Questa interpretazione è stata recentemente confermata anche da Jubin Abutalebi, neurologo cognitivista e docente di neuropsicologia dell’Università San Raffaele di Milano, che al Corriere della Sera ha recentemente spiegato come ogni lingua veicoli a suo modo significati differenti e intraducibili:
“La visione culturale sottesa alle parole di lingue differenti può influenzare chi conosce più di un idioma. Il cervello, dovendo processare lingue con una semantica varia, associa ai singoli concetti elementi tratti dai linguaggi che conosce. In genere poi chi padroneggia più lingue è più curioso nei confronti delle culture legate agli idiomi conosciuti e questo facilita una maggior apertura e una visione diversa delle cose. Il modo di pensare e relazionarsi col mondo rimane immutato solo se una lingua viene imposta, perché in questo caso si mette in atto una resistenza a qualsiasi ‘commistione’ culturale”.
Il linguaggio influenza le nostre abitudini e la nostra etica
Ma a quanto pare c’è di più. Il linguaggio influenza in particolare la sfera dell’etica e della morale. Uno studio pubblicato su PLOS One dimostra che esprimendoci in una lingua o in un’altra le nostre inclinazioni morali possono cambiare. In particolare, ciò che è emerso dallo studio è il fatto che parlare una seconda lingua, differente da quella nella quale ci esprimiamo sin dalla nascita, conduce inevitabilmente a fare scelte differenti, meno emotive, di quelle condotte mentre si parla nella propria lingua madre.
Addirittura la lingua che parliamo può modellare le nostre abitudini quotidiane. L’economista Keith Chen, dell’Università di Los Angeles, ha scoperto che i cinesi, la cui lingua madre non ha un preciso tempo verbale per indicare il futuro, dimostrano un’inclinazione maggiore del 30% all’accumulo di denaro rispetto a chi invece utilizza lingue nelle quali il tempo futuro è maggiormente focalizzato. La ragione di tutto questo? Chi non dà al futuro una forma definita lo percepisce come molto più prossimo al presente, molto più incombente, e tende a voler risparmiare di più.

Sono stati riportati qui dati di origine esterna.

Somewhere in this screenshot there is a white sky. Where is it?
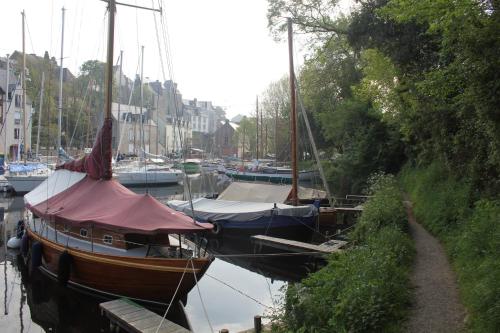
[0,0,302,117]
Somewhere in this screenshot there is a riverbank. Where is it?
[401,163,500,332]
[273,176,414,333]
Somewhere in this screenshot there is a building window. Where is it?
[80,228,88,238]
[14,112,21,125]
[102,235,113,245]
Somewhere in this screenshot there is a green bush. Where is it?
[273,176,414,333]
[401,163,500,332]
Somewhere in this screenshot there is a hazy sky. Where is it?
[0,0,301,116]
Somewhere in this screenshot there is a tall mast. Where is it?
[3,54,10,161]
[260,102,267,158]
[18,10,27,164]
[57,7,65,154]
[35,72,45,157]
[116,50,123,156]
[255,96,259,161]
[104,0,116,119]
[139,45,146,158]
[287,18,298,206]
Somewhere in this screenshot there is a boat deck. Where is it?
[28,219,191,258]
[252,235,347,253]
[99,298,191,333]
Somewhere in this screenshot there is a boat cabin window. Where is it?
[102,235,113,244]
[80,228,87,238]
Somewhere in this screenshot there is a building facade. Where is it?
[111,103,157,156]
[215,119,238,157]
[0,58,34,161]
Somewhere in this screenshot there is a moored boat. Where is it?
[5,163,52,194]
[25,120,211,303]
[114,166,184,187]
[22,0,213,304]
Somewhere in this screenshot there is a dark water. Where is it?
[0,174,315,333]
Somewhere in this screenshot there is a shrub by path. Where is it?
[405,201,466,333]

Allo stesso modo, uno studio su bambini ebrei e finlandesi ha portato alla luce che i bambini che parlano ebraico raggiungono con un anno di anticipo la consapevolezza della loro identità di genere, perché la loro lingua assegna sempre un genere alle parole, mentre in finlandese vi è una ben più ampia possibilità di mantenersi nell’indeterminazione.
Lo studio di una lingua da bambini? Uno straordinario strumento educativo
La capacità del linguaggio che utilizziamo di dare forma ai nostri pensieri e alla nostra personalità dovrebbe farci immediatamente comprendere quali siano i potenziali educativi dell’apprendimento di una seconda lingua. Imparare sin da piccoli una seconda lingua vuol dire avere a disposizione un altro modo di pensare, di vedere il mondo, e soprattutto di risolvere i problemi che ci troviamo ad affrontare nella vita. Ecco perché è fondamentale dare da subito ai nostri figli una conoscenza approfondita di una seconda lingua, seguendo un percorso graduale che gli consenta di progredire senza intoppi e senza lacune.